Is there something I'm missing? This chant performance doesn't sound right.
  • I hear stresses on the icti (if that's a word), but the chant doesn't seem to follow what's on the page.
    https://www.youtube.com/watch?v=WRU651eAAcc
  • It's awfully wooden.
    Like a paint by number work.
    It isn't music.
  • WGS
    Posts: 248
    This choir would benefit from singing psalms to psalm tones and thereby learn how to string the Latin words together.

    And there is a related benefit for a beginning choir to use Rossini proper settings in order to get the "feel" of the modes. - then progress to the proper psalm of the Introit and then to the proper antiphon.

    And I would certainly not look for stresses on the ictus. It's not like a down beat. It's an indication of the rhythmic flow.
  • What's up with not following the neumes/pitches written on the page, though?
  • MatthewRoth
    Posts: 1,224
    I know of a recording of the Lenten Te lucis ante terminum where a podatus regularly sung on the syllable after which it appears in the correct melody. Oops!
  • JonathanKKJonathanKK
    Posts: 499
    Folks, I think the joke is on you.

    As far as I can tell, this is actually a quite good ensemble, carefully making use of modern scholarship and semiology in a certain way:

    Observe how the melody exactly matches (once you subtract the liquescents) to THIS.

    No?
  • That's the answer I was looking for, I figured it had to do with some sort of semiology.

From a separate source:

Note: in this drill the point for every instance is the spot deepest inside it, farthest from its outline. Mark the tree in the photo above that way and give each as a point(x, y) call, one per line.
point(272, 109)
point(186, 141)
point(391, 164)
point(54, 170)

I don't know anything about that, though.
  • I agree with Jonathan.
    Though it is wooden, it is artfully wooden, like a nuanced satire
  • ClergetKubiszClergetKubisz
    Posts: 1,896
    I think their performance brings the diction to the forefront, and therefore makes it easier to discern each individual word of the text. I think the performance was good, reverently rendered, and sung with excellent diction.
  • dad29
    Posts: 1,912
    nuanced satire


    .
  • Wow. That the first reactions here were to trash this performance (based on some amorphous, anachronistic aesthetic constant) rather than to inquire about its origins and basis seems both anti-intellectual and self-serving.
  • CCoozeCCooze
    Posts: 876
    I found it very interesting. At the beginning I was confused, but since they were consistent in their rendition, after the initial surprise, I thought it quite nice.

    That doesn't mean that I'd ever chant in this manner if I had a choice, but I feel that way about less conspicuous manners of chanting, as well. For example, I've never felt the need to adjust lengths/iterations of neumes based on anyone's opinion of "but the phrases have to be either of 2 or 3, and that's that."
  • Liam
    Posts: 4,102
    The performers are the Schola Cantorum Sancta Cecilia in Leiden (Netherlands).

    Here's a visual of the chapel:

    https://www.youtube.com/watch?v=tgnT2pcsM2g
    Thanked by 1CHGiffen
  • The initial song on Liam's video is to an operatic tune by Handel. I can't recall the original words right now, but they are to the effect of 'Hail the conquering hero...'. Who can jog my memory?
  • MarkS
    Posts: 248
    It's the march from Judas Maccabeus. I think you have the words about right!
    Thanked by 1M. Jackson Osborn
  • a_f_hawkins
    Posts: 2,093
    Hymns Ancient & Modern, New Standard Edition‎ #428 'Thine be the glory'
    written by Handel in 1747, intended for use in Handel's Joshua oratorio; however, when it was played, it was popular enough that Handel added it to Judas Maccabaeus. 'See the conquering hero comes'
    PS I hate this use of "NEW", in this case 1983!
  • Liam
    Posts: 4,102
    Which hailed the Duke of Cumberland (aka Butcher of Culloden).
  • It is paired with the text Tochter Sion amongst some Lutherans.
  • And, once again, a thread descends into trivial banter that belongs on Its own thread so labeled or on FB.